Selon Milan Kubek, ce n’est pas que l’Ordre des médecins ne soit pas favorable au fait que des femmes étrangères puissent venir avorter en Tchéquie, mais elle estime plutôt qu’il faut réformer la loi de 1986 afin qu’il soit absolument clair pour les praticiens qu’ils ne seront en aucun cas poursuivis.
Quoi qu’il en soit, la position de l’Ordre des médecins fait que de nombreux centres de santé refusent d’accueillir les femmes étrangères qui souhaitent interrompre leur grossesse dans le pays. Ciocia Czesia collabore avec quatre cliniques du pays qui n’ont pas de réticences à le faire, même si elle admet qu’elle aimerait pouvoir compter sur davantage d’établissements médicaux.
Les cliniques ne veulent pas de publicité à ce sujet, car elles redoutent d’éventuelles conséquences ; c’est pourquoi il est également difficile d’accéder aux données statistiques. Ciocia Czesia, qui n’interroge pas les femmes dont elle s’occupe et ne collecte aucune donnée sur le sujet, constate seulement qu’en mai, elle a répondu à une quarantaine de femmes qui leur demandaient de l’aide et qu’en septembre, ce nombre était deux fois plus élevé.
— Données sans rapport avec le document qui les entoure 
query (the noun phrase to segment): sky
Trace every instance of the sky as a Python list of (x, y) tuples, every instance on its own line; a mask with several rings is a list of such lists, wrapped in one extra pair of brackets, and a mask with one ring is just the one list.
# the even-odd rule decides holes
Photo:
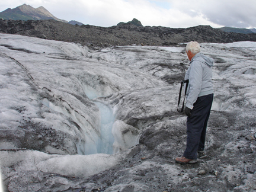
[(0, 12), (24, 4), (43, 6), (68, 21), (101, 27), (135, 18), (143, 26), (256, 28), (255, 0), (8, 0), (1, 1)]

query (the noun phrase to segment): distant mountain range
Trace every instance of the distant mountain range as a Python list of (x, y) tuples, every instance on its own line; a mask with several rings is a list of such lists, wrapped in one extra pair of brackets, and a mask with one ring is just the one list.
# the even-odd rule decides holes
[(129, 23), (132, 24), (136, 25), (136, 26), (138, 26), (138, 27), (143, 27), (141, 22), (136, 18), (133, 18), (133, 20), (132, 20), (132, 21), (129, 21), (127, 23), (120, 22), (117, 24), (117, 26), (120, 26), (121, 25), (125, 24), (129, 24)]
[(247, 29), (247, 28), (223, 27), (217, 28), (225, 32), (233, 32), (233, 33), (243, 33), (243, 34), (249, 34), (249, 33), (256, 33), (256, 29), (254, 28)]
[[(0, 12), (0, 18), (4, 20), (54, 20), (58, 21), (62, 21), (66, 23), (69, 23), (72, 25), (82, 25), (82, 23), (76, 21), (70, 21), (68, 22), (66, 20), (57, 18), (49, 12), (46, 8), (41, 6), (37, 8), (34, 8), (30, 5), (23, 4), (23, 5), (18, 6), (15, 8), (7, 9)], [(127, 23), (120, 22), (117, 24), (117, 26), (120, 26), (123, 24), (133, 24), (137, 27), (143, 27), (142, 23), (138, 20), (134, 18), (132, 21)], [(233, 27), (224, 27), (218, 28), (225, 32), (233, 32), (236, 33), (242, 34), (251, 34), (256, 33), (255, 28), (239, 28)]]
[(78, 24), (81, 25), (83, 24), (76, 21), (71, 21), (68, 22), (66, 20), (57, 18), (46, 8), (41, 6), (39, 8), (34, 8), (30, 5), (23, 4), (15, 8), (7, 9), (0, 12), (0, 18), (3, 20), (55, 20), (58, 21), (62, 21), (69, 23), (72, 25)]

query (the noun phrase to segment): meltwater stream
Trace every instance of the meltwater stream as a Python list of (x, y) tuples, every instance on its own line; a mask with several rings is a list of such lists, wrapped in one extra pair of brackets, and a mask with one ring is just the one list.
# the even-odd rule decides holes
[(112, 154), (114, 137), (111, 133), (115, 117), (112, 110), (104, 104), (94, 101), (101, 114), (101, 137), (97, 146), (98, 153)]
[[(112, 127), (115, 120), (113, 110), (104, 104), (94, 101), (101, 97), (96, 90), (88, 86), (84, 85), (84, 91), (87, 96), (98, 107), (100, 113), (101, 127), (100, 137), (97, 140), (97, 150), (98, 153), (113, 153), (114, 138), (112, 135)], [(88, 154), (85, 154), (88, 155)]]

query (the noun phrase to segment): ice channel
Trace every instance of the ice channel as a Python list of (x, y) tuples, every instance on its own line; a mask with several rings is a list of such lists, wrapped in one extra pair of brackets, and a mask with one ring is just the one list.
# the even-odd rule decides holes
[(101, 96), (95, 90), (87, 86), (84, 87), (84, 90), (87, 96), (98, 107), (101, 114), (100, 137), (97, 143), (97, 153), (113, 154), (114, 138), (112, 135), (112, 127), (115, 120), (113, 111), (107, 105), (95, 101), (95, 98)]

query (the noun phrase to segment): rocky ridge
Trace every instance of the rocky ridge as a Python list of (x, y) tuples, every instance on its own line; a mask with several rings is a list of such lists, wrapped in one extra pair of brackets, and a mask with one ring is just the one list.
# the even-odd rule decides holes
[(88, 46), (101, 47), (133, 44), (167, 46), (190, 41), (219, 43), (256, 41), (256, 34), (226, 33), (208, 25), (172, 28), (137, 26), (127, 23), (103, 27), (73, 25), (53, 20), (0, 20), (0, 33), (67, 42), (82, 42)]

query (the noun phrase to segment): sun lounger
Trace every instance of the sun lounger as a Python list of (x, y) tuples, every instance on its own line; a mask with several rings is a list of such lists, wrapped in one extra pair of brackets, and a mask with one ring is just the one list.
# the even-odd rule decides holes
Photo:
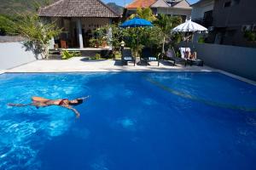
[(172, 60), (173, 62), (173, 66), (176, 65), (176, 63), (183, 63), (185, 66), (187, 65), (187, 60), (184, 58), (184, 54), (183, 58), (177, 57), (173, 48), (168, 49), (166, 54), (166, 57), (167, 60)]
[(140, 60), (141, 62), (146, 62), (146, 65), (148, 65), (150, 61), (157, 61), (158, 66), (160, 63), (159, 56), (155, 56), (149, 48), (144, 48), (143, 49)]
[(131, 62), (133, 62), (134, 66), (135, 66), (136, 60), (132, 56), (131, 49), (122, 50), (122, 59), (121, 59), (121, 60), (122, 60), (123, 65), (127, 65), (128, 61), (131, 61)]

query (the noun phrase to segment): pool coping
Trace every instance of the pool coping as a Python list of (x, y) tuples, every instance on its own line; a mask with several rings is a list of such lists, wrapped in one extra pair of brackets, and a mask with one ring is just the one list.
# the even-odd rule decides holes
[(201, 71), (195, 71), (195, 70), (169, 70), (169, 71), (155, 71), (155, 70), (141, 70), (141, 71), (137, 71), (137, 70), (123, 70), (123, 71), (119, 71), (119, 70), (113, 70), (113, 71), (109, 71), (109, 70), (107, 70), (107, 71), (101, 71), (101, 70), (96, 70), (96, 71), (26, 71), (26, 72), (20, 72), (20, 71), (11, 71), (10, 70), (0, 70), (0, 75), (2, 74), (4, 74), (4, 73), (84, 73), (84, 72), (218, 72), (218, 73), (221, 73), (221, 74), (224, 74), (224, 75), (226, 75), (228, 76), (230, 76), (232, 78), (235, 78), (235, 79), (237, 79), (237, 80), (240, 80), (241, 82), (245, 82), (247, 83), (249, 83), (249, 84), (252, 84), (253, 86), (256, 86), (256, 82), (255, 81), (253, 81), (253, 80), (250, 80), (250, 79), (247, 79), (247, 78), (245, 78), (245, 77), (242, 77), (242, 76), (237, 76), (237, 75), (235, 75), (235, 74), (232, 74), (232, 73), (230, 73), (230, 72), (227, 72), (227, 71), (222, 71), (222, 70), (218, 70), (218, 69), (214, 69), (214, 68), (212, 68), (212, 67), (209, 67), (208, 68), (211, 68), (210, 70), (209, 69), (205, 69), (205, 70), (201, 70)]

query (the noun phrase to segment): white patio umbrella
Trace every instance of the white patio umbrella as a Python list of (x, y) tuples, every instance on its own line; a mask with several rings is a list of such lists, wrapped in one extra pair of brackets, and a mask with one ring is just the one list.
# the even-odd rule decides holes
[[(207, 32), (207, 28), (193, 22), (191, 19), (186, 20), (186, 22), (176, 26), (172, 30), (172, 32)], [(192, 37), (193, 38), (193, 37)], [(187, 41), (186, 41), (187, 42)], [(185, 48), (186, 50), (186, 48)]]
[(190, 20), (176, 26), (172, 30), (172, 32), (195, 32), (195, 31), (207, 31), (207, 28), (193, 22)]

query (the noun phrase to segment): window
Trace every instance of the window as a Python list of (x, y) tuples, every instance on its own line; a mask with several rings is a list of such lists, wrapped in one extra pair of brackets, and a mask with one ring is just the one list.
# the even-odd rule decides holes
[(231, 1), (225, 2), (224, 6), (224, 8), (230, 7), (231, 6)]
[(233, 0), (232, 1), (232, 5), (238, 5), (240, 3), (240, 0)]

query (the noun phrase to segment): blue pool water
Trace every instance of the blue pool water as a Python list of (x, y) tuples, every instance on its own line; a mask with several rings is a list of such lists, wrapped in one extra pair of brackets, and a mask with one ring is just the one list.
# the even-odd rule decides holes
[[(219, 73), (0, 75), (0, 169), (256, 169), (256, 87)], [(90, 95), (76, 106), (9, 107)]]

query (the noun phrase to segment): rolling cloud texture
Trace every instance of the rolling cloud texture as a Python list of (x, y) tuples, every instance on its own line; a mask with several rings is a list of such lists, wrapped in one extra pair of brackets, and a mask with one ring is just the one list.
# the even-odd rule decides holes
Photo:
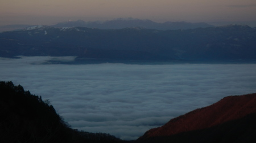
[(40, 64), (52, 58), (73, 57), (1, 58), (0, 80), (49, 99), (73, 128), (124, 140), (225, 96), (256, 92), (254, 64)]

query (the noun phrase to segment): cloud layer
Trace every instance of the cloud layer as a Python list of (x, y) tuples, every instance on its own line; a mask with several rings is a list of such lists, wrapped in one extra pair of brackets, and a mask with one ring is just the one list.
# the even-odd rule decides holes
[(0, 80), (49, 99), (74, 128), (124, 140), (225, 96), (256, 92), (254, 64), (40, 64), (53, 58), (0, 59)]

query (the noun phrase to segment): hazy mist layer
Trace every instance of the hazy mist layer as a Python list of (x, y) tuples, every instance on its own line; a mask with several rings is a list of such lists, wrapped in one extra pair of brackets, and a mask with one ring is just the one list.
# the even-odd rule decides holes
[(255, 21), (255, 0), (2, 1), (0, 25), (127, 17), (160, 22)]
[(40, 64), (52, 58), (0, 58), (0, 80), (49, 99), (74, 128), (124, 140), (225, 96), (256, 92), (254, 64)]

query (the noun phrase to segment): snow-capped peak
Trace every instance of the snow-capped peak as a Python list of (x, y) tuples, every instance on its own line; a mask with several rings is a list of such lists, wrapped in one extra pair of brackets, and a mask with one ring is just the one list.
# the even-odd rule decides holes
[(35, 29), (42, 28), (43, 27), (43, 25), (42, 25), (28, 27), (25, 28), (25, 30), (27, 30), (27, 31), (34, 30)]

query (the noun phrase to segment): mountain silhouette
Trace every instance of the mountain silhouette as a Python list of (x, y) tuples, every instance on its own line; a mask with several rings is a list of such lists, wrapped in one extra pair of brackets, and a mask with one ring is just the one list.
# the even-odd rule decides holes
[(251, 142), (256, 141), (255, 119), (255, 93), (228, 96), (150, 129), (137, 142)]

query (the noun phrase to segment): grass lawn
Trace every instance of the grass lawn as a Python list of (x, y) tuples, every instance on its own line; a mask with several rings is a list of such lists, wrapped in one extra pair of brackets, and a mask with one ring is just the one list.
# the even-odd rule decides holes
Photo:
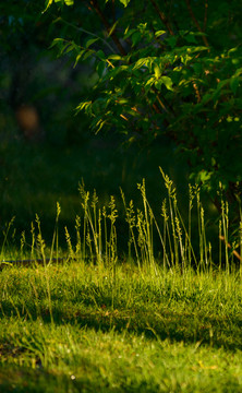
[(82, 261), (0, 272), (1, 392), (241, 392), (239, 273)]

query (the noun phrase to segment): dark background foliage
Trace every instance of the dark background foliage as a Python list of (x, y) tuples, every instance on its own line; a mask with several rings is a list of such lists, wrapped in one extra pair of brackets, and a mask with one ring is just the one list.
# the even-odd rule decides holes
[(14, 215), (27, 229), (37, 212), (48, 236), (57, 201), (71, 225), (82, 178), (107, 201), (145, 177), (159, 214), (158, 166), (182, 210), (196, 181), (213, 223), (220, 181), (239, 216), (238, 1), (20, 0), (0, 14), (2, 228)]

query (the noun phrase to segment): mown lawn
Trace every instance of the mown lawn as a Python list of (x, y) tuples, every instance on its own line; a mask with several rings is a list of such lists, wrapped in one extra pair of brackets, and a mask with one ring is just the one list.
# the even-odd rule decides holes
[(241, 392), (239, 272), (0, 272), (1, 392)]

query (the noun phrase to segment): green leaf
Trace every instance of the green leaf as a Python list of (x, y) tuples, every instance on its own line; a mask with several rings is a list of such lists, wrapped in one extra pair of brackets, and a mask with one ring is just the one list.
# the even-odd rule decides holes
[(159, 79), (159, 76), (161, 75), (161, 70), (160, 70), (160, 68), (159, 68), (159, 66), (158, 64), (154, 64), (154, 72), (155, 72), (155, 78), (156, 79)]
[(99, 38), (90, 38), (88, 39), (88, 41), (86, 43), (86, 48), (89, 48), (90, 45), (93, 45), (94, 43), (96, 43)]
[(85, 50), (82, 50), (82, 51), (76, 56), (76, 58), (75, 58), (75, 63), (74, 63), (73, 68), (76, 67), (77, 62), (81, 60), (81, 58), (82, 58), (82, 56), (83, 56), (84, 52), (85, 52)]
[(167, 32), (166, 31), (158, 31), (158, 32), (155, 33), (155, 36), (159, 37), (159, 36), (164, 35), (164, 34), (167, 34)]
[(167, 90), (173, 91), (173, 87), (172, 87), (173, 83), (169, 76), (161, 76), (160, 81), (165, 84)]
[(140, 68), (145, 66), (147, 60), (148, 60), (147, 58), (138, 59), (133, 67), (133, 71), (138, 70)]
[(122, 56), (120, 55), (110, 55), (108, 57), (109, 60), (122, 60)]
[(110, 31), (108, 32), (108, 36), (110, 37), (112, 35), (112, 33), (116, 29), (116, 26), (118, 25), (119, 21), (116, 21), (116, 23), (111, 26)]
[(105, 62), (99, 61), (98, 64), (97, 64), (97, 68), (96, 68), (99, 78), (102, 76), (105, 69), (106, 69)]
[(124, 7), (126, 7), (130, 2), (130, 0), (119, 0)]
[(135, 46), (136, 44), (138, 44), (141, 38), (142, 38), (142, 34), (140, 32), (135, 32), (131, 37), (132, 44), (133, 44), (132, 46)]
[(43, 11), (43, 13), (45, 13), (45, 12), (48, 10), (48, 8), (52, 4), (52, 2), (53, 2), (53, 0), (48, 0), (48, 1), (46, 1), (46, 8), (45, 8), (45, 10)]
[(240, 78), (239, 76), (232, 76), (230, 79), (229, 85), (230, 85), (230, 88), (233, 92), (233, 94), (237, 94), (237, 90), (239, 87), (239, 84), (240, 84)]

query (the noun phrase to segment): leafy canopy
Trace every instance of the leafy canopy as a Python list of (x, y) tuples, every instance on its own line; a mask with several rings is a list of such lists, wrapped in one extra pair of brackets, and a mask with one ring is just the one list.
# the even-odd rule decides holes
[[(69, 8), (64, 7), (71, 5)], [(59, 55), (88, 61), (96, 85), (78, 110), (128, 141), (172, 139), (191, 177), (230, 199), (242, 181), (242, 32), (238, 1), (49, 0)]]

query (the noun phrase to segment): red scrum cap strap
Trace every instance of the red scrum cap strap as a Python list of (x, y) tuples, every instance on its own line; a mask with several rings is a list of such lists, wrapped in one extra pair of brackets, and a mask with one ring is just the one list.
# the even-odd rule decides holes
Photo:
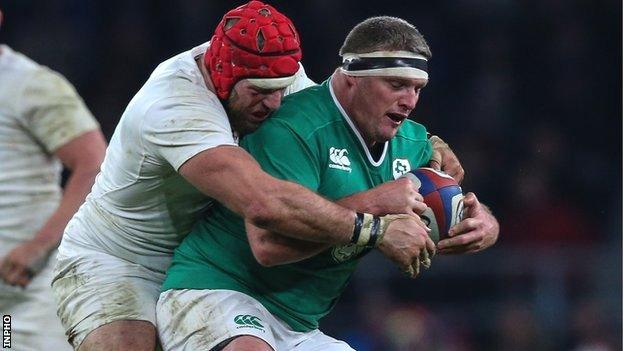
[(261, 88), (285, 88), (294, 81), (300, 60), (299, 35), (290, 19), (260, 1), (226, 13), (204, 55), (220, 99), (246, 78)]

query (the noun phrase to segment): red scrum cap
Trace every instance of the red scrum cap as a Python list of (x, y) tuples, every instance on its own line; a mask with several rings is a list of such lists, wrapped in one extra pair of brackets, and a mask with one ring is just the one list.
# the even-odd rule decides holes
[(250, 1), (223, 16), (204, 55), (220, 99), (242, 79), (264, 89), (281, 89), (299, 70), (299, 35), (288, 17), (270, 5)]

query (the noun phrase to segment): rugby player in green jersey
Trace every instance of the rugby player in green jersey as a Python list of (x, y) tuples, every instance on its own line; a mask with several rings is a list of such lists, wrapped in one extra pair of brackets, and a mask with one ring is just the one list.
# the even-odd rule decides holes
[[(425, 128), (407, 119), (428, 82), (429, 47), (406, 21), (375, 17), (351, 31), (340, 54), (343, 65), (329, 79), (285, 98), (241, 145), (269, 174), (357, 211), (350, 242), (272, 233), (217, 204), (168, 270), (157, 306), (165, 350), (352, 350), (318, 322), (359, 259), (377, 249), (412, 277), (429, 266), (435, 245), (417, 216), (425, 205), (400, 178), (432, 155)], [(441, 251), (496, 241), (487, 208), (472, 193), (465, 206)], [(402, 256), (385, 249), (396, 216), (402, 220), (393, 223), (415, 224), (402, 233)]]

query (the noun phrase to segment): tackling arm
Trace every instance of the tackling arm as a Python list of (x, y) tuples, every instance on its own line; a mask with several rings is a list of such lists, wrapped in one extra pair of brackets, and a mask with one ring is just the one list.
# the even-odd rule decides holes
[(355, 211), (270, 176), (242, 148), (219, 146), (203, 151), (185, 162), (180, 174), (254, 226), (296, 233), (291, 235), (313, 242), (351, 240)]
[[(411, 180), (400, 178), (373, 189), (344, 197), (336, 203), (358, 212), (377, 216), (405, 213), (415, 215), (426, 208), (422, 202), (422, 196), (417, 190)], [(301, 261), (332, 246), (327, 243), (289, 238), (258, 228), (249, 221), (245, 222), (245, 226), (251, 250), (258, 263), (263, 266)]]

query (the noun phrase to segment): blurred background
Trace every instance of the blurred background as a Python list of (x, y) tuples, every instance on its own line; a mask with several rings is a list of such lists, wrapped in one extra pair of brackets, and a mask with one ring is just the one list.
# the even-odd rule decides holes
[[(108, 138), (161, 61), (243, 1), (6, 1), (0, 42), (64, 74)], [(375, 15), (433, 51), (413, 118), (442, 136), (501, 222), (498, 243), (417, 280), (363, 260), (321, 329), (357, 350), (622, 349), (622, 2), (269, 1), (308, 75)]]

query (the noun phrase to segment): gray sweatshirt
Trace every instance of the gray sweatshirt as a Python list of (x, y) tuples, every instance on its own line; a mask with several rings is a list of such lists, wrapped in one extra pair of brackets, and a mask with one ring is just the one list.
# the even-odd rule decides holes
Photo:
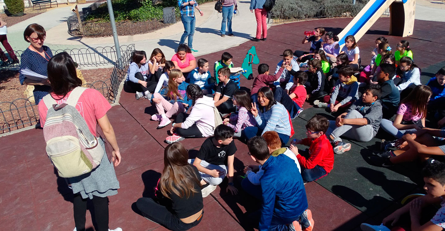
[(380, 100), (378, 99), (371, 104), (365, 104), (361, 100), (357, 100), (346, 110), (346, 112), (349, 113), (352, 110), (357, 110), (368, 120), (368, 124), (372, 126), (374, 136), (376, 136), (382, 120), (382, 104)]

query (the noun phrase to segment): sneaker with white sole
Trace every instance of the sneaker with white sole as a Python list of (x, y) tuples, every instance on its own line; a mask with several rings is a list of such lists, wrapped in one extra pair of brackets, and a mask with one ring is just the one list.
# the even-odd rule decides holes
[(366, 223), (362, 223), (360, 225), (360, 228), (362, 231), (390, 231), (388, 227), (381, 223), (380, 225), (371, 225)]
[(173, 143), (176, 143), (181, 141), (183, 141), (184, 139), (185, 139), (185, 138), (178, 136), (175, 133), (173, 135), (167, 137), (167, 138), (166, 138), (166, 141), (169, 144), (173, 144)]
[(168, 118), (161, 118), (161, 122), (159, 123), (159, 125), (158, 126), (158, 129), (162, 129), (170, 124), (170, 123), (171, 123), (171, 121)]
[(201, 190), (201, 192), (202, 194), (202, 198), (204, 198), (209, 196), (212, 192), (216, 189), (216, 185), (212, 185), (209, 184), (208, 186)]
[(137, 91), (136, 94), (134, 94), (134, 97), (136, 97), (136, 99), (139, 99), (144, 97), (144, 94), (142, 94), (142, 92)]
[(351, 144), (344, 142), (336, 142), (334, 145), (334, 152), (336, 154), (342, 154), (351, 150)]

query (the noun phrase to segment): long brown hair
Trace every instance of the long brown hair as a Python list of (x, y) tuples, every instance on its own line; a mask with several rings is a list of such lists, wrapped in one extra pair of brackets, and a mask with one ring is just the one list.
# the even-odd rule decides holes
[(179, 97), (182, 99), (179, 92), (178, 90), (178, 83), (176, 82), (176, 79), (182, 75), (182, 72), (180, 70), (178, 69), (173, 69), (170, 71), (170, 74), (168, 76), (168, 85), (167, 87), (168, 90), (167, 91), (167, 96), (170, 100), (174, 100), (175, 101)]
[(406, 98), (402, 100), (400, 103), (411, 105), (413, 114), (421, 114), (422, 118), (425, 119), (427, 113), (426, 106), (428, 104), (428, 98), (432, 94), (433, 91), (429, 86), (423, 84), (417, 85)]
[[(187, 162), (189, 155), (181, 143), (169, 145), (164, 150), (164, 170), (159, 180), (160, 190), (164, 196), (169, 194), (188, 198), (198, 192), (195, 184), (200, 185), (193, 167)], [(170, 198), (171, 199), (171, 198)]]

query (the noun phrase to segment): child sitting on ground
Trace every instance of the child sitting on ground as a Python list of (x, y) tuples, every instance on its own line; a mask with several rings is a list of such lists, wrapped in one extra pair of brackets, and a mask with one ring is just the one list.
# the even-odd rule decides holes
[(306, 99), (315, 100), (328, 94), (324, 91), (326, 77), (321, 70), (321, 62), (311, 59), (307, 62), (307, 81), (304, 84), (307, 94)]
[[(275, 70), (275, 74), (278, 73), (280, 68), (281, 68), (283, 64), (286, 67), (287, 66), (291, 67), (292, 70), (294, 71), (297, 71), (300, 70), (300, 67), (298, 66), (296, 60), (293, 59), (292, 51), (290, 49), (285, 50), (283, 52), (283, 60), (277, 64), (277, 68)], [(274, 85), (276, 86), (284, 87), (286, 91), (288, 91), (293, 84), (292, 73), (287, 69), (283, 70), (283, 73), (280, 75), (279, 78), (274, 82)]]
[(214, 85), (209, 82), (209, 79), (212, 76), (209, 71), (209, 62), (204, 59), (200, 59), (197, 64), (198, 67), (189, 74), (190, 83), (199, 86), (204, 94), (211, 94)]
[(304, 84), (307, 80), (305, 71), (299, 70), (294, 75), (294, 82), (296, 83), (291, 88), (289, 94), (286, 94), (281, 87), (277, 87), (274, 92), (274, 99), (281, 103), (289, 112), (291, 118), (294, 119), (303, 111), (303, 104), (306, 100), (306, 92)]
[[(277, 157), (282, 154), (285, 155), (290, 158), (295, 162), (296, 166), (298, 168), (298, 171), (301, 172), (300, 164), (298, 162), (295, 154), (292, 152), (288, 148), (281, 147), (281, 141), (280, 141), (278, 133), (274, 131), (266, 132), (263, 136), (269, 148), (269, 152), (271, 156)], [(250, 165), (244, 168), (244, 172), (246, 173), (246, 177), (241, 181), (241, 187), (243, 189), (249, 194), (253, 196), (258, 200), (262, 200), (261, 198), (261, 187), (259, 180), (264, 173), (264, 170), (261, 165)]]
[(353, 75), (352, 69), (349, 67), (344, 67), (337, 73), (339, 78), (334, 87), (332, 96), (325, 96), (323, 98), (324, 102), (316, 104), (316, 101), (314, 103), (318, 107), (326, 108), (329, 106), (331, 112), (335, 112), (340, 108), (346, 110), (359, 99), (359, 83)]
[(258, 65), (258, 75), (253, 80), (252, 90), (251, 91), (251, 100), (252, 102), (258, 102), (257, 98), (259, 89), (263, 86), (269, 86), (271, 82), (278, 79), (287, 66), (285, 62), (282, 62), (278, 71), (272, 75), (269, 74), (269, 65), (266, 63), (261, 63)]
[(233, 129), (221, 124), (215, 129), (214, 134), (204, 141), (196, 157), (188, 161), (189, 164), (196, 166), (202, 180), (207, 183), (202, 186), (203, 197), (213, 192), (226, 174), (229, 178), (227, 192), (230, 190), (232, 194), (238, 192), (233, 186), (234, 155), (236, 152)]
[(241, 131), (246, 127), (256, 126), (256, 121), (250, 112), (251, 103), (249, 93), (238, 90), (233, 94), (233, 104), (238, 108), (238, 114), (232, 113), (230, 118), (224, 119), (223, 123), (233, 129), (234, 137), (241, 137)]
[[(218, 76), (219, 76), (219, 69), (223, 67), (229, 67), (229, 68), (233, 67), (233, 63), (232, 63), (232, 59), (233, 56), (229, 52), (224, 52), (221, 55), (221, 59), (215, 62), (213, 65), (213, 73), (214, 73), (214, 80), (216, 83), (215, 85), (219, 83), (219, 79)], [(229, 74), (229, 76), (230, 76)]]
[(382, 105), (378, 100), (381, 93), (380, 86), (368, 86), (361, 100), (354, 102), (335, 121), (329, 121), (326, 135), (334, 153), (341, 154), (351, 149), (351, 144), (342, 142), (340, 136), (360, 142), (368, 142), (376, 136), (382, 120)]
[(313, 117), (306, 124), (307, 138), (297, 140), (297, 144), (309, 146), (308, 152), (298, 153), (298, 149), (291, 145), (291, 150), (302, 166), (303, 181), (310, 182), (327, 176), (334, 167), (334, 152), (325, 134), (329, 123), (324, 116)]
[[(365, 223), (360, 225), (362, 230), (390, 231), (410, 230), (441, 231), (445, 228), (445, 164), (437, 161), (427, 165), (422, 170), (422, 176), (425, 182), (424, 189), (426, 195), (416, 198), (394, 212), (382, 221), (380, 225), (371, 225)], [(441, 208), (436, 215), (428, 222), (422, 224), (421, 219), (425, 216), (425, 208), (429, 205), (438, 205)], [(410, 222), (403, 219), (404, 214), (409, 214)], [(411, 223), (411, 226), (409, 224)], [(392, 227), (390, 230), (388, 227)]]
[(213, 101), (215, 102), (215, 106), (222, 114), (235, 112), (236, 110), (236, 107), (233, 106), (232, 96), (238, 90), (238, 86), (230, 79), (230, 70), (228, 67), (222, 67), (218, 70), (219, 83), (216, 86)]
[(376, 72), (377, 81), (382, 90), (380, 99), (383, 109), (382, 117), (390, 119), (397, 111), (400, 102), (400, 93), (394, 84), (392, 76), (396, 73), (394, 64), (382, 63)]

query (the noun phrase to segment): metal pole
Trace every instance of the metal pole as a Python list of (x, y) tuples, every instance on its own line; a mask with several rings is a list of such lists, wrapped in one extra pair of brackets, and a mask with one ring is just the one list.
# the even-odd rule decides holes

Dans le même temps, les espoirs d’une amélioration de la situation des femmes souhaitant avorter en Pologne s’amenuisent, selon Katarzyna Byrtek.
« Malheureusement, je ne pense pas, parce que même si les protestations durent depuis un an maintenant et sont massives, non seulement à Varsovie mais dans de nombreuses villes, rien n’a changé. Donc je crains que le gouvernement polonais n’agisse plus en faveur de la démocratie et de ce que le peuple veut. Selon les sondages, entre 70% et 80% des Polonais sont contre le renforcement des mesures adoptées il y a un an. Tout ce qui s’est passé n’est donc en aucun cas le résultat de la volonté du peuple. »
Le Sejm, la Chambre basse polonaise, a reçu ce mois-ci une proposition de loi visant à interdire totalement l’avortement, même dans les trois cas actuellement autorisés. Une proposition que les députés ont cette fois rejetée. Cependant, dans la pratique, comme le critiquent les associations, les médecins polonais craignent d’être poursuivis même dans les cas autorisés par la loi.
Il est intéressant de noter que curieusement, jusqu’aux années 1990, la Pologne communiste avait une loi relativement libérale en matière d’avortement et que même les Suédoises s’y rendaient pour avorter.